I have been dreaming of painting and taping. Not exactly restful. In fact, my dreams are making my reality that much more frustrating. If i have to painting walls all night in my dreams, i dont want to do the same walls during the day.

I just want this house to be ready and sell quickly.

I wonder if there are any tutorials on how to sell a homeschooling house.

Wednesday, February 16, 2011

Sanding And Painting And Selling! Oh My!

Although it isn't official until April, the people who control where we go have decided on Kingston. I feel pretty convinced of God's hand in this because Thomas' career manager said that he was unsure who Thomas knew, because this move was set before he moved into this position.

I am THRILLED!!!

There is much to do here. Paint touch-ups. A new floor for the bathroom, and a new finish for the floor in the kitchen and sun room. Oh man! There is a tonne of things to do before April.

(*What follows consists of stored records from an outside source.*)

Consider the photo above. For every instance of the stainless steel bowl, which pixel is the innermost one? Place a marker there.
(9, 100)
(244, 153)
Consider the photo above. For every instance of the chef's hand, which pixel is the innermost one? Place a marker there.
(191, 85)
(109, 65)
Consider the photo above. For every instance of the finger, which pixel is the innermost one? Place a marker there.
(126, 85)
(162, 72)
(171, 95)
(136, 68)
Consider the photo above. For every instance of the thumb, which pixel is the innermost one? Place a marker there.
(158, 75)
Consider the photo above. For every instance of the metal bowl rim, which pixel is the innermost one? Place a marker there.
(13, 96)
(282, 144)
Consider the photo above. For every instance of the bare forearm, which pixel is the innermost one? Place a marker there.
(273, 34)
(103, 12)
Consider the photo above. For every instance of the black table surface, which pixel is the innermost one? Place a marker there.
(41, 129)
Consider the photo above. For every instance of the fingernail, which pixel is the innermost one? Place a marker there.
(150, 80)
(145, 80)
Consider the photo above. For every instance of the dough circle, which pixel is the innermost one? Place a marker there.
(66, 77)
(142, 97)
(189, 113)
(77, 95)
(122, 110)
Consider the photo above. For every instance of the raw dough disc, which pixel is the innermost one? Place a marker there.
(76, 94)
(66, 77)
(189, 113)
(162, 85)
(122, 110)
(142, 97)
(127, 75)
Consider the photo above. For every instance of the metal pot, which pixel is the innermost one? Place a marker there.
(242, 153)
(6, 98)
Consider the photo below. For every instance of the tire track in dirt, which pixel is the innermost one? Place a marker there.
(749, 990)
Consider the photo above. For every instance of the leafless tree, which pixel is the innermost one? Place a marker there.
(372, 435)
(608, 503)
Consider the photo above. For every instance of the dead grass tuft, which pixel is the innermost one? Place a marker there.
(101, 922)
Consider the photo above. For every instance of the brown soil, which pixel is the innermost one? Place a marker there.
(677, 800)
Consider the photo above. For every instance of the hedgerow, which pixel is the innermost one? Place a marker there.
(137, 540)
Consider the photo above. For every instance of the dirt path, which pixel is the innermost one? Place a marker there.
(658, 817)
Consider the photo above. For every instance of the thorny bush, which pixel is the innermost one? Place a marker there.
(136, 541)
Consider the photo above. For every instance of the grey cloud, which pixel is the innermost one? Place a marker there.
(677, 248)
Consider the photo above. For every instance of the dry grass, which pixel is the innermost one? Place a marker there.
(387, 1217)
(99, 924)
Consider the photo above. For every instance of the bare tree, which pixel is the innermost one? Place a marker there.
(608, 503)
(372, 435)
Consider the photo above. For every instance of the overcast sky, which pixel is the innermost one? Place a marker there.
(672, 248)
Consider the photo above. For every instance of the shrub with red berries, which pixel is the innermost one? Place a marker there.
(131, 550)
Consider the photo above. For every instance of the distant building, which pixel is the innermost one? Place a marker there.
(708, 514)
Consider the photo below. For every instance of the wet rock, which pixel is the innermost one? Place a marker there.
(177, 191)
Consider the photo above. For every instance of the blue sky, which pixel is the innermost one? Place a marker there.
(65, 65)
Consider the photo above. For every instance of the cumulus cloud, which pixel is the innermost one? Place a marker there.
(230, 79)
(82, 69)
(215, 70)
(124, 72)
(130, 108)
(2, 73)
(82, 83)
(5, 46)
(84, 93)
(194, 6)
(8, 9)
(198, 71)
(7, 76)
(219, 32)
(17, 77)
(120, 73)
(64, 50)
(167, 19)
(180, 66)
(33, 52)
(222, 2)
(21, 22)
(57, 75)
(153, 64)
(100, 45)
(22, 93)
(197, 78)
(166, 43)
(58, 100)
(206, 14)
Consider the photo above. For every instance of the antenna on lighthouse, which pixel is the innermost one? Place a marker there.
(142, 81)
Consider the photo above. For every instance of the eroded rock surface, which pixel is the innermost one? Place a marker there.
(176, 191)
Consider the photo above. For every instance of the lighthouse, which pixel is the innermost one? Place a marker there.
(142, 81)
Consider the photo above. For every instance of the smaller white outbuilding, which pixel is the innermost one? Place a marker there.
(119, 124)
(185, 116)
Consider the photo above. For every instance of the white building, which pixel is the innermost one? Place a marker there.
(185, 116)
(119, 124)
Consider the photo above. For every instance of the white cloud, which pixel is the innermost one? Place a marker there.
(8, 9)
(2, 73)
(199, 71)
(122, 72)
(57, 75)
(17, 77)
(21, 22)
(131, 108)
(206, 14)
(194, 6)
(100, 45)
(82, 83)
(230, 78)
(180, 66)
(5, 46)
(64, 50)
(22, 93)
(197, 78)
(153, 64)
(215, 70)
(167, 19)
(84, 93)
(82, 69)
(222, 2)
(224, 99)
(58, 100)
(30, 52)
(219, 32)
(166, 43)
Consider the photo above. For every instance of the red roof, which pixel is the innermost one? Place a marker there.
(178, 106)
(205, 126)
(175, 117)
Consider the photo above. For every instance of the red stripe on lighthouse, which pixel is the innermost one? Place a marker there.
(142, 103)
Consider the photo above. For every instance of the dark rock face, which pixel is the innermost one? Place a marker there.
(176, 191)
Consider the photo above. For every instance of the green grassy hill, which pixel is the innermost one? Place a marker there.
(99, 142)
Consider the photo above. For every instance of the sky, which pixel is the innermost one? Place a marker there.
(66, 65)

And then there is a new house to find. ACK! I know that God will be as present in this move as He was in the last. He is the one who gave us such a great house in Owen Sound. I know He will give an equally perfect house for our family in Kingston.


Thursday, February 10, 2011

Clover: Mommy, if Oakley's name starts with 'O', shouldnt it be Ockley?

Mommy: Very clever!!! But "when two vowels go a' walkin', the first one does the talkin'."

Clover: ah, O A K L E Y! Oakley! [laughter]


she gets it!!!

Friday, February 4, 2011

Does it have to be Friday?

I am very excited about today. We will be able to do our usual schedule today, for the first time in what seem forever!!! I find that if i dont have some plan for the day it rushes by me and we accomplish so little! I had planned yesterday to sew with Clover, it didnt happen. I planned on putting laundry away, it didnt happen.

But, we did have a lovely dinner and dessert. I got to talk to each child and just enjoy the day.

And it cant be all bad; my kitchen and dining rooms are clean and ready to go for today. The kids are prepared, and one excited, about today. I wish my whole week could be like this, starting with a monday. I cant even imagine all that i could get done if my week started this well!!!

On another note, i am looking into new curriculums for my children. I hate the idea of settling on just one for all the kids, and i hate the idea of spending so much money! I think i am insecure about the lack of time and effort put into school with the kids. I guess what i really want is books for each subject so i can see them being filled. I still stand behind the Moore Formula.

I need to find my camera and knitting.

Thursday, February 3, 2011

For just over a week now i have been getting up before 6am. I usually read my Bible then work out. I stare at my blog because there are things i want to express, but my words are very jumbled. They will be done though... sometime.

I have found this time to be really wonderful for my attitude and my motivation. We can eat breakfast earlier for one, starting the day earlier. (the kids still arent allowed out of bed before 7 though!) And although i feel tired, it isnt the same kind of tired.

I have been going through homeschool curriculums. There is a conference coming up and i want to be educated when i arrive for the vendors area. None of the curriculums i find really make me feel excited. If i dont feel excited about it, i'm not going to use it. It really is that simple. The kids are so individual that i dont want to buy three separate ones... that would be insanely expensive. And i do want to teach them in each their own way. I wish i felt safer about unschooling.

Also, the time with my Bible is creating so many questions! And sometimes i find it isnt very well written... In the beginning. I think i should draw a quick visual for the family trees!!!